Face-To-Face to Online… How Do We Translate

By: Emily Sullivan
Face to Face interaction is one of the foundations of life. Whether it is business, communication, social or something else, from the beginning everything had to be face to face. Until the internet was invented that is. Now so much of communication and person to person interactions happen through a screen, and it has so largely changed how people communicate.
The Internet has changed communication in so many ways. Specifically when it comes to communication within communities. Communities can be so important to people for many different reasons. Usually people are attached to their communities that they are a part of for their own set of reasons.
For myself, one face-to-face community I am a part of is my basketball team. Being a college athlete I get to be part of that athlete community and it is so crucial to my identity. It is such a well functioning community because of all of the welcoming attitudes and support that comes to college athletics from fans across the country. However with the good also comes the bad. There are large groups of sometimes rival fans who spew hate at college athletes, but sadly often times that hate comes from their own Fan base as well. This can sometimes create toxic environments for the athletes and it’s definitely something that we wish we could avoid.

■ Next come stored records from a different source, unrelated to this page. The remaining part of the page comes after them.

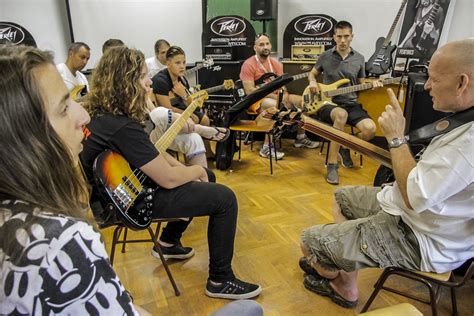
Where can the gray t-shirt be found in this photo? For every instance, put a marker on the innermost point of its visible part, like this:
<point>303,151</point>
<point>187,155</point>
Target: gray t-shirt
<point>334,68</point>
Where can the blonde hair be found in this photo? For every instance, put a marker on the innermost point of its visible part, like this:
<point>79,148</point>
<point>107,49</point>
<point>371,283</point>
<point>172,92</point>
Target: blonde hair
<point>116,85</point>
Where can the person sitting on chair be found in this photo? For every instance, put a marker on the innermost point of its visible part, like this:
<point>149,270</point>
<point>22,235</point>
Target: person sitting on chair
<point>53,261</point>
<point>252,70</point>
<point>118,116</point>
<point>425,221</point>
<point>340,62</point>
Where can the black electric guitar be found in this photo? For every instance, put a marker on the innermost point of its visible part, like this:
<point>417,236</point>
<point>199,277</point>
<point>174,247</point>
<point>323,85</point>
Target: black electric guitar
<point>129,192</point>
<point>381,61</point>
<point>265,78</point>
<point>313,102</point>
<point>424,43</point>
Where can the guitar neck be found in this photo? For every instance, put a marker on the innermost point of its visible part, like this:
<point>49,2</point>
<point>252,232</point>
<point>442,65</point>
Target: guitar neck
<point>347,140</point>
<point>394,24</point>
<point>359,87</point>
<point>165,141</point>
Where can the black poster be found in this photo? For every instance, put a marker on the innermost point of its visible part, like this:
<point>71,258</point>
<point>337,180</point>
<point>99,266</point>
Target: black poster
<point>230,33</point>
<point>309,29</point>
<point>15,34</point>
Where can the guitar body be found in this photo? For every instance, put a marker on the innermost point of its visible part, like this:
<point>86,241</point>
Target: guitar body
<point>381,61</point>
<point>122,191</point>
<point>313,102</point>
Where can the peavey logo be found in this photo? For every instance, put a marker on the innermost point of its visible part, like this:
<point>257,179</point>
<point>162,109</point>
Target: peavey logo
<point>11,33</point>
<point>228,26</point>
<point>313,25</point>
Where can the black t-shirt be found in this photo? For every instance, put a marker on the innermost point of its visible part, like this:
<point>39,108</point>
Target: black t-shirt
<point>162,85</point>
<point>118,133</point>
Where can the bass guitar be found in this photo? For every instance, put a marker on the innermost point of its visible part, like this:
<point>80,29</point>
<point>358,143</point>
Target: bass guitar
<point>129,192</point>
<point>381,61</point>
<point>313,102</point>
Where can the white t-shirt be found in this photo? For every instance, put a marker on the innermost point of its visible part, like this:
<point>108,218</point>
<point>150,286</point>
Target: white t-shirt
<point>154,66</point>
<point>71,80</point>
<point>441,192</point>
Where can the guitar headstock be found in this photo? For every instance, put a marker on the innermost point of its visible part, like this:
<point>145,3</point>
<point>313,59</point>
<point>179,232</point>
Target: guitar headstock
<point>228,84</point>
<point>208,62</point>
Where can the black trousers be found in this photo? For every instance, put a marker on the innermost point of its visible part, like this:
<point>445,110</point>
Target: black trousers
<point>202,199</point>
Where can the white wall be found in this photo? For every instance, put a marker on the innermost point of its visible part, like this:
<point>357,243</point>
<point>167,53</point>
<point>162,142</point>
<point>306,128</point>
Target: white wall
<point>370,19</point>
<point>46,20</point>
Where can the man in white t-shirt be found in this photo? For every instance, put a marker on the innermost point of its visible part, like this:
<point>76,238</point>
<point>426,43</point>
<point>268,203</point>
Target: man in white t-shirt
<point>158,62</point>
<point>425,221</point>
<point>77,57</point>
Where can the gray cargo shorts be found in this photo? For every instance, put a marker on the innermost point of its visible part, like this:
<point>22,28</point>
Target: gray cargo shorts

When trying to build a successful online community, things like this are so important to take into perspective. Do you want to create a welcoming and loving community where people can feel a part oh something whole. On top of that they want to feel it so they can be themselves without judgment. Communication can be so tricky online sometimes because it can be hard to judge tone and intention behind one’s words because you can’t see a person space. Having guidelines in place that’s strictly prohibited harmful or mean language can help provide a space for people to be more open.
These are all key factors keep in mind I’m trying to create a successful online community. Along those lines, you also have to think of the audience of the group. The more specific, the better. One really good example is Facebook groups that people join that include their interests. People who love cats wouldn’t join in all dog Facebook group and vice versa.
By creating an environment that I talked about earlier and honing in on the target audience, creating a successful online community is pretty straightforward from that point on. Having an administrator to the groups that keeps things in track, but also allowing people who are part of the group to have their own say and be able to communicate with each other freely creates the community that is wanted.